Lo spirito dell’accoglienza è tanto gratificante da non poterlo descrivere in poche righe. Ospitare nella propria casa un bambino – come nel caso di Lyudmila – che spesso per la prima volta prova l’affetto e la protezione di una famiglia, da tanto ai bambini, ma forse ancora di più restituisce alle famiglie ospitanti.
Patrizia racconta del suo sogno di scrivere un libro, oggi realtà. «L’anno successivo al disastro nucleare di Chernobyl, l’ONU – spiega Patrizia – ha fatto un appello a tutti i popoli del mondo, di accogliere per almeno un mese fuori dal territorio contaminato, i bambini coinvolti, in modo da far scomparire o almeno in parte, alcune radiazioni. L’Italia è stato il Paese che ha risposto di più e la mia famiglia era una di quelle. Dall’esperienza di accoglienza è nata l’idea di questo romanzo. Per la verità non è nato come un romanzo, ma è nato come una necessità mia di scrivere le emozioni che avevo vissuto. Inaspettatamente ho trovato un editore disposto ad investire su questo libro e quindi siamo partiti in questa avventura».
«La protagonista del racconto è proprio Lyudmila – continua Patrizia – la bambina che noi abbiamo ospitato. Lei è nata nel 1986, l’anno del disastro nucleare di Chernobyl. È venuta ospite a casa nostra che aveva quasi 8 anni. Nella prima parta, in cui racconto esattamente quello che è successo quando è arrivata da noi, descrivo tutte il suo stupore nel vedere una doccia, una tavola apparecchiata, la biancheria intima. Lei veniva da un villaggio di campagna nella Bielorussia meridionale, una parte molto colpita dal disastro nucleare. Ma lei non sapeva nemmeno cosa fosse Chernobyl. Vivendo in quelle zone di campagna, senza televisione e grandi mezzi di comunicazione, cresceva nell’ignoranza. È arrivata a casa nostra rachitica, con dei vestiti piccolissimi, tutta sporca e con delle scarpe giganti della sorella».

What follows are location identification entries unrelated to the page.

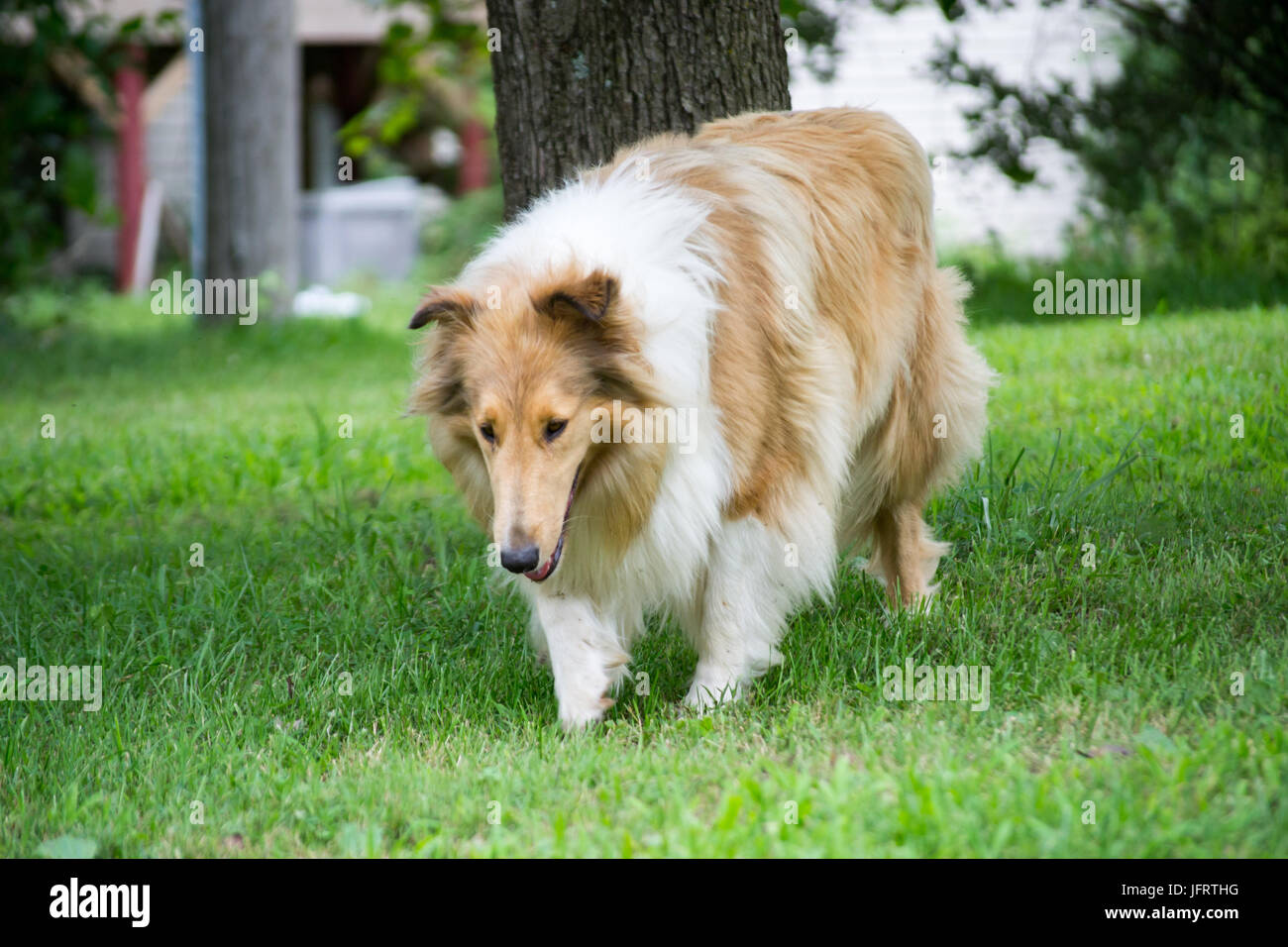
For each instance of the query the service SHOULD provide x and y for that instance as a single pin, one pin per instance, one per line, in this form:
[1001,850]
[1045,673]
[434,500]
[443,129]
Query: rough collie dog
[688,380]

Perché “Marmellata di prugne”? «l’ho scelto perché mia madre mi ha cresciuta con quella marmellata fatta in casa e quando Lyudmila veniva in Italia ci facevamo merenda insieme. Quell’odore e quel sapore a me ricordano casa, a lei ha ricordano le estati lontane in Italia»

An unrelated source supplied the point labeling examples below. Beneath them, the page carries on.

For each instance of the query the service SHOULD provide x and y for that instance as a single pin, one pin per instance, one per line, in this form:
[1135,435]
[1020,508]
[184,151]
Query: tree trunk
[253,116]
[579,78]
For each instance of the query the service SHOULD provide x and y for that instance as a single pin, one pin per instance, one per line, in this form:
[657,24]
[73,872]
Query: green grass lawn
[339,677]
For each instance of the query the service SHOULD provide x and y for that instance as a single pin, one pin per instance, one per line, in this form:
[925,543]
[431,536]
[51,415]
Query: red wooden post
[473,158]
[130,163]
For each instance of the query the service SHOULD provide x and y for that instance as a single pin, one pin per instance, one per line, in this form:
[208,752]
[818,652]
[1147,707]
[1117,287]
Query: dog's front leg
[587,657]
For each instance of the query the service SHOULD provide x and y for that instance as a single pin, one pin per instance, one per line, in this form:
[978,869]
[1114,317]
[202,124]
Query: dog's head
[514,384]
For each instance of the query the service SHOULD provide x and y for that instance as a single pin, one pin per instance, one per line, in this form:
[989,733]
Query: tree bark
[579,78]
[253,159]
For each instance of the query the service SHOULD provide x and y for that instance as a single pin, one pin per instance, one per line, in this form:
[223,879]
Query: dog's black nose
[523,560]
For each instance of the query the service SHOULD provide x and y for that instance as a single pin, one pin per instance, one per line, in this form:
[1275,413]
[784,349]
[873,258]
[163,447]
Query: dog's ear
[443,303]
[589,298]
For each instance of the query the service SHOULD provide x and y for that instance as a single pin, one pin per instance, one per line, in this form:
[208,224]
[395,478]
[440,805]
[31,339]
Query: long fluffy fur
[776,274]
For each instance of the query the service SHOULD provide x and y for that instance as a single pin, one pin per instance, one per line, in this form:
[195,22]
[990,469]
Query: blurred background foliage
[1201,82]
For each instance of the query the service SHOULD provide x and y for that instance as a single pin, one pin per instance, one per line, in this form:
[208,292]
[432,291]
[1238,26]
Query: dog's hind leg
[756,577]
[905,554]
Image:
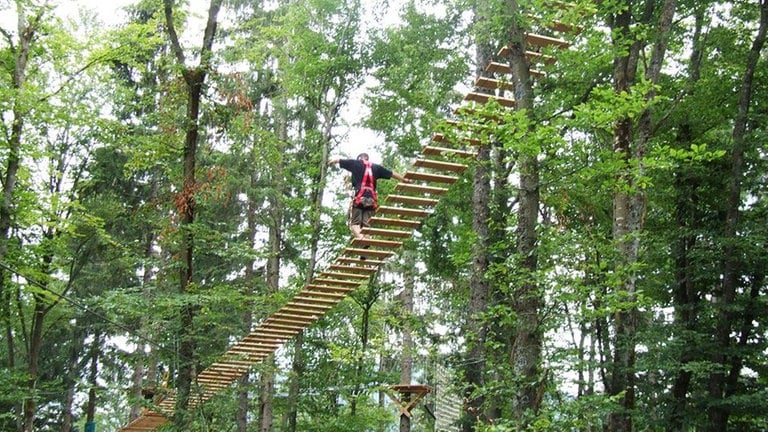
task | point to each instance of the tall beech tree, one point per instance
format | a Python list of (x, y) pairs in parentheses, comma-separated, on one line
[(194, 80)]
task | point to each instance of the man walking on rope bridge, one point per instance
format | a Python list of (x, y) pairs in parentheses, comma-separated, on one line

Oggi Lyudmila vive in Bielorussia per scelta, sta crescendo due bambine da sola, perché il compagno da cui le ha avute, dopo averla massacrata di botte, è sparito. La fortuna, se così possiamo definirla, di Lyudmila è stata proprio fare queste ‘vacanze’ in Italia. Le hanno permesso di conoscere un’altra realtà e l’hanno arricchita di un bagaglio culturale che ancora oggi le torna utile. «Anche se, paradossalmente, quelli che si sono ‘arricchiti’ di più in tutti questi anni, siamo noi, proprio grazie a lei».